Students at Makgeoli School include not only those working in the food and beverage industries, but also students, office workers, and teachers. They all have different reasons for studying Korea’s most traditional drink. Some of them even want to inform the world about makgeoli. Here are the two makgeoli proselytizers, Mr. Ham Chan-woong and Park No-hong.
– I’m a teacher and I travel a lot during vacation. Next year I plan to go to Africa. It’s not that hard to make makgeoli. So I’m planning on taking rice and yeast on my trip and share my own version of makgeoli with the locals.

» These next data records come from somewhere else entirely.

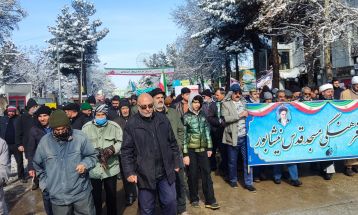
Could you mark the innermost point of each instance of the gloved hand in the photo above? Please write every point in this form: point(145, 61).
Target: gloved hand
point(105, 154)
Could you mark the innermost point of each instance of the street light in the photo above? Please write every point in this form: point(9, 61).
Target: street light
point(81, 72)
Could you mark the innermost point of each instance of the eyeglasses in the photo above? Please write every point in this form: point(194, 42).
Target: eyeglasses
point(143, 107)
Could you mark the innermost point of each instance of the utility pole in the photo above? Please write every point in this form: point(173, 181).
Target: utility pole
point(58, 73)
point(327, 46)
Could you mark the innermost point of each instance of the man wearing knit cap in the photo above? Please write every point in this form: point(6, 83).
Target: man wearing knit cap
point(7, 132)
point(351, 94)
point(24, 124)
point(178, 129)
point(86, 109)
point(77, 118)
point(62, 161)
point(182, 106)
point(36, 133)
point(327, 167)
point(106, 138)
point(130, 189)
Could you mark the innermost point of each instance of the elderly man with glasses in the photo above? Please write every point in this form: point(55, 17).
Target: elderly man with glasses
point(150, 157)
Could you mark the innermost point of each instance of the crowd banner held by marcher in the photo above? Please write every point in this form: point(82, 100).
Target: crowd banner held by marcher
point(298, 132)
point(248, 79)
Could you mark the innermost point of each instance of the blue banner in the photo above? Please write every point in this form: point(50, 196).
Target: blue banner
point(302, 132)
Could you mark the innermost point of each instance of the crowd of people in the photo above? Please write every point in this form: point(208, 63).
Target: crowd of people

– I live in America and whenever I invite my American friends to my home, I serve either beer or wine. But now I want to learn how to make makgeoli, so I can serve them makgeoli and teach them about the spirit and culture of Korea.
The makgeoli boom has driven up the export of makgeoli. Here’s President Jang Jae-joon of Seoul Takju Association.
Makgeoli export has roughly tripled over the past three years. It increased 282% since 2009 and has recorded a growth of over 350% in the third quarter this year. We sell in 15 countries with the largest portion going to Japan. Seoul Makgeoli operated in combination with Japanese distribution giant Suntory is a surprise hit in Japan.
According to Korea Customs Service, Korea has exported 37 thousand tons or nearly 45.3 million dollars of makgeoli between January and October of this year. At this rate makgeoli export in 2011 is projected to top 50 million dollars for the first time in history. Makgeoli-related business ventures are also flourishing. Makgeoli bread, makgeoli vinegar, makgeoli soaps, and makgeoli cosmetics make the traditional Korean alcohol more accessible for even those who can’t drink. Now aren’t you getting more curious about makgeoli? Have a sip and you’ll be able to understand why this milky and filling alcoholic drink has become the hottest thing on the market.